FeS2/H2O2 mediated water decontamination from p-arsanilic acid via coupling oxidation, adsorption and coagulation: Performance and mechanism

Abstract

Aromatic organoarsenic compounds (AOCs), comprising both inorganic and organic moieties, are widely used as animal feed additives. AOCs are ubiquitous in swine and poultry effluents as well as surrounding natural waters, though it is hard to efficiently remove AOCs from water due to the high stability and mobility. Herein, we utilize pyrite (FeS2)/H2O2 to decontaminate water from p-arsanilic acid (p-ASA), a representative AOC. The OH radicals produced in FeS2/H2O2 transform p-ASA into As(III) and finally As(V), meanwhile considerable amount (60–90%) of the generated As(V) are adsorbed onto the newly formed iron (oxy)hydroxides. FeS2/H2O2 enables 92–100% removal of p-ASA in 2 h in a wide pH range 3–7, because the process releases massive H+ and changes solution pH to 3–4 rapidly, whereas classic Fenton (Fe2+/H2O2) exhibits >90% p-ASA removal only at pH 3.0. The synergistic effects between OH oxidation and adsorption are verified by reactive oxygen species quenching tests.

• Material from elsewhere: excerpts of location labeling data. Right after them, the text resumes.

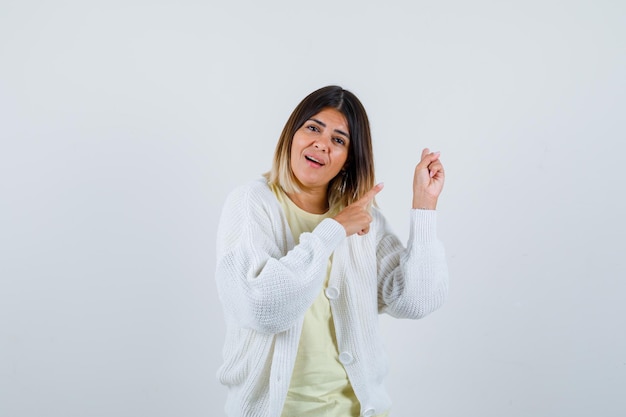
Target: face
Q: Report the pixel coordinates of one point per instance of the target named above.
(319, 149)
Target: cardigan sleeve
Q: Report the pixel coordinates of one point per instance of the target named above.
(261, 286)
(412, 281)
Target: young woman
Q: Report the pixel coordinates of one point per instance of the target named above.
(305, 264)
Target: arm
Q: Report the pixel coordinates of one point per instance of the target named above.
(412, 281)
(264, 288)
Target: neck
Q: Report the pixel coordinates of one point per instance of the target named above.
(312, 201)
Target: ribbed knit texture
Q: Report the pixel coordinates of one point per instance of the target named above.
(266, 283)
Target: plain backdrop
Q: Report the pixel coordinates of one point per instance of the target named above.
(124, 124)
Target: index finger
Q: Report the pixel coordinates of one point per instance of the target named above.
(368, 197)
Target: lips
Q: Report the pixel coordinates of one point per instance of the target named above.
(314, 160)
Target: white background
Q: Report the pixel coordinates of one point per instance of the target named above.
(124, 124)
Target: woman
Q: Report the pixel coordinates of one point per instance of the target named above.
(305, 264)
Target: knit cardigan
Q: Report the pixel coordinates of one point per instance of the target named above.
(266, 283)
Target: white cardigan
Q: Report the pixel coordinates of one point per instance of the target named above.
(266, 283)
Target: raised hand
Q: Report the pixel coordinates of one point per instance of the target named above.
(356, 218)
(428, 181)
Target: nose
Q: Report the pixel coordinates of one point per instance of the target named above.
(321, 145)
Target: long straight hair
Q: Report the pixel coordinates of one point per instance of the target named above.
(357, 177)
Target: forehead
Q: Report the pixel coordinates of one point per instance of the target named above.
(332, 118)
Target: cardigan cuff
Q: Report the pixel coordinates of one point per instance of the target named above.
(423, 226)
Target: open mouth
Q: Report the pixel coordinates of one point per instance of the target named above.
(315, 161)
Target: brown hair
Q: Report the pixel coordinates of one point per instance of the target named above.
(358, 175)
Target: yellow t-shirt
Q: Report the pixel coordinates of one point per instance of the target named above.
(319, 384)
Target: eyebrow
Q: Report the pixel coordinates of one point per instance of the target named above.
(341, 132)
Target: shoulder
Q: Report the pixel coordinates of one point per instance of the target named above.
(252, 199)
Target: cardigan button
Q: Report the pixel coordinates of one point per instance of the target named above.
(331, 293)
(369, 412)
(346, 358)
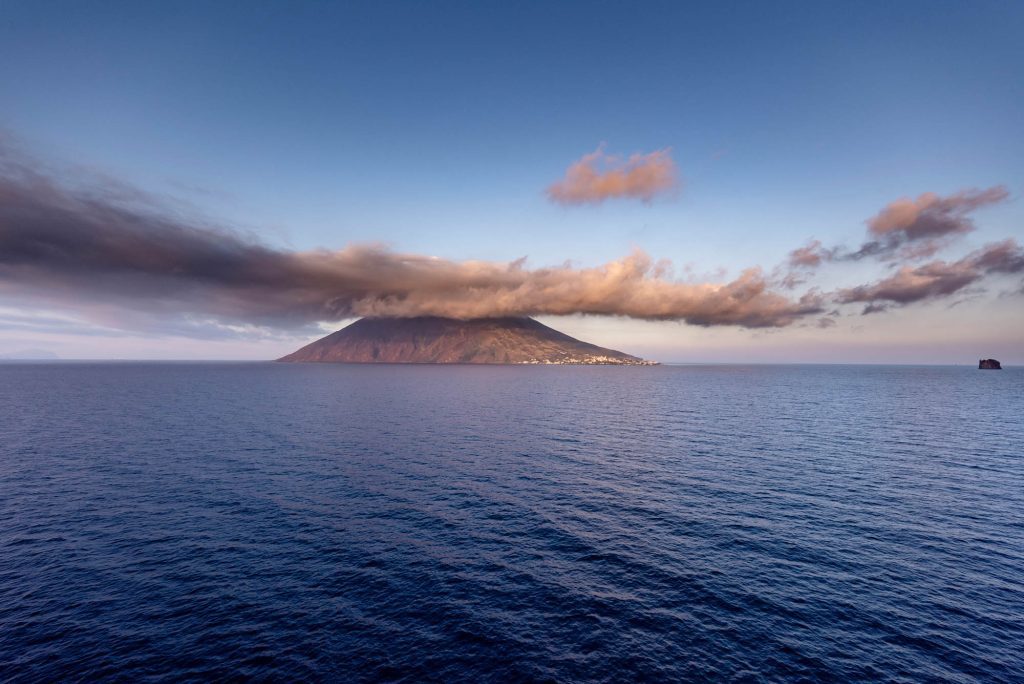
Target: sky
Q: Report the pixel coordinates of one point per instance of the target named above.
(233, 179)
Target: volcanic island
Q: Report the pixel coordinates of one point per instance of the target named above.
(437, 340)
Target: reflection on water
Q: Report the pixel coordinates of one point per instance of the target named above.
(482, 523)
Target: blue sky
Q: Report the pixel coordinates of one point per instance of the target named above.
(436, 127)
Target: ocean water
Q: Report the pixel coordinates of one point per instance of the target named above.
(196, 521)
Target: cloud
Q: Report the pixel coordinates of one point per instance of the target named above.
(596, 177)
(918, 228)
(123, 260)
(809, 256)
(937, 279)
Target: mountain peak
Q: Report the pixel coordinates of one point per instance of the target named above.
(437, 340)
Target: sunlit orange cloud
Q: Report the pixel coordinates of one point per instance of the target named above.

The remaining As, mainly present as As(V), are further reduced to several μg/L by subsequent coagulation with the dissolved Fe3+. The S(0)/Sn2− passivation layer formed on FeS2 surface is steadily eliminated by Fe2+/H2O2, while crystalline structure of the used FeS2 mineral remains unchanged, enabling its repeated use with constant decontamination efficiency. Besides, FeS2/H2O2 and Fe2+/H2O2 reduce p-ASA in contaminated lake water to <10 μg/L and ~700 μg/L, respectively, demonstrating the great potential of FeS2/H2O2 in practical water decontamination.